Increasing SF accumulation as assessed by US is associated with lower fT(4) and higher TSH levels among euthyroid slightly overweight individuals. These associations indicate that subtle variation in thyroid function may participate in regional adiposity.
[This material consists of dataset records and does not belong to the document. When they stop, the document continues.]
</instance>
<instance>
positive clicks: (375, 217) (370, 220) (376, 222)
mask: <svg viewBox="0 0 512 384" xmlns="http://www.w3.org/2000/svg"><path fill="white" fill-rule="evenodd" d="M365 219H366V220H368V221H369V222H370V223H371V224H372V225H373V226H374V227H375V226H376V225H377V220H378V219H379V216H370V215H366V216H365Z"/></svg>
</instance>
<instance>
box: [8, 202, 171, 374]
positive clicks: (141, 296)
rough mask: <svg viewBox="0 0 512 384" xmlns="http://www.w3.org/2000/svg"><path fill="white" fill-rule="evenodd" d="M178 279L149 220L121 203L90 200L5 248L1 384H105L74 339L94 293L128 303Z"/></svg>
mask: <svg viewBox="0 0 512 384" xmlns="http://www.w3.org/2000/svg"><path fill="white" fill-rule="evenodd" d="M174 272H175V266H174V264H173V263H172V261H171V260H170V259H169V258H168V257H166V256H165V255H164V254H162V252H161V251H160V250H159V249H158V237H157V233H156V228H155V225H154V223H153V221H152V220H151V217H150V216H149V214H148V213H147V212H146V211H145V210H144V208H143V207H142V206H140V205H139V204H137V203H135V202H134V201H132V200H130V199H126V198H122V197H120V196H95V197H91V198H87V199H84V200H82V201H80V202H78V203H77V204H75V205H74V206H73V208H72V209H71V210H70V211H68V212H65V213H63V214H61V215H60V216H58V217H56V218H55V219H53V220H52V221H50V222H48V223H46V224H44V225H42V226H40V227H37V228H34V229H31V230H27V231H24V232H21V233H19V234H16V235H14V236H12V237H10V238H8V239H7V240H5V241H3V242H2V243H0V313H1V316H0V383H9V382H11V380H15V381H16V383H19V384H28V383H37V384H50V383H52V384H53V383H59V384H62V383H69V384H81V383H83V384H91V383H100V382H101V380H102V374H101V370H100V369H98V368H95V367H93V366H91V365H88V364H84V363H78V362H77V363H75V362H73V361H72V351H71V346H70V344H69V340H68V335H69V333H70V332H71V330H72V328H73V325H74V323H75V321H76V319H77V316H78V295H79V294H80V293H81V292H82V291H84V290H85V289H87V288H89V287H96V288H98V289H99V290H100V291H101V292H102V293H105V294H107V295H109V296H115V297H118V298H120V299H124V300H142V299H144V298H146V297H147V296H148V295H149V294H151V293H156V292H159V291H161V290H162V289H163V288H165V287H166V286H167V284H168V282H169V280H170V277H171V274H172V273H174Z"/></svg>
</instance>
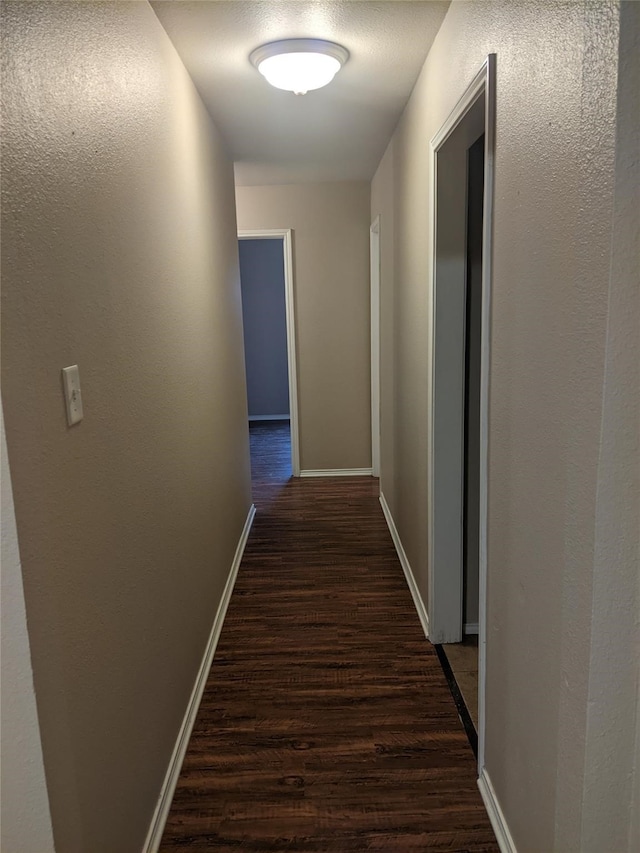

甲状腺功能参数已被证实与肥胖相关,但与肥胖类型的关联尚未得到研究。我们使用超声(US)评估局部肥胖情况,并研究甲状腺功能与中心性肥胖参数之间的关联。
横断面研究。
共对303名表面健康的个体(年龄42.9±8.8岁,体重指数(BMI)19.0 - 43.3,中位数26.2kg/m²,181名女性)进行代谢综合征指标检查。测量BMI、腰围和臀围、腹部皮下脂肪(SF)以及腹膜前脂肪(PF)层厚度。检测促甲状腺激素(TSH)、游离甲状腺素(fT₄)、三碘甲状腺原氨酸(T₃)、甲状腺自身抗体、胰岛素、血糖和血脂水平。排除正在接受T₄治疗的受试者(9.2%)。
SF和SF/PF比值与fT₄水平呈负相关(分别为r = -0.169,P = 0.023;r = -0.193,P = 0.009)。在多变量分析中,fT₄是SF和SF/PF的预测因子,独立于年龄、性别和吸烟因素。SF与TSH水平相关(r = 0.149,P = 0.037)。PF和SF与T₃水平呈正相关(分别为r = 0.245,P = 0.004;r = 0.189,P = 0.019)。T₃水平与BMI呈正相关(r = 0.257,P = 0.0004)、腰围呈正相关(r = 0.324,P < 0.0001)以及腰臀比(WHR;r = 0.363,P < 0.0001)。T₃/fT₄比值与SF呈正相关(r = 0.182,P = 0.028)、WHR呈正相关(r = 0.267,P = 0.0003)以及BMI呈正相关(r = 0.146,P = 0.043)。
在甲状腺功能正常的轻度超重个体中,通过超声评估发现SF积累增加与较低的fT₄水平和较高的TSH水平相关。这些关联表明甲状腺功能的细微变化可能参与局部肥胖的发生。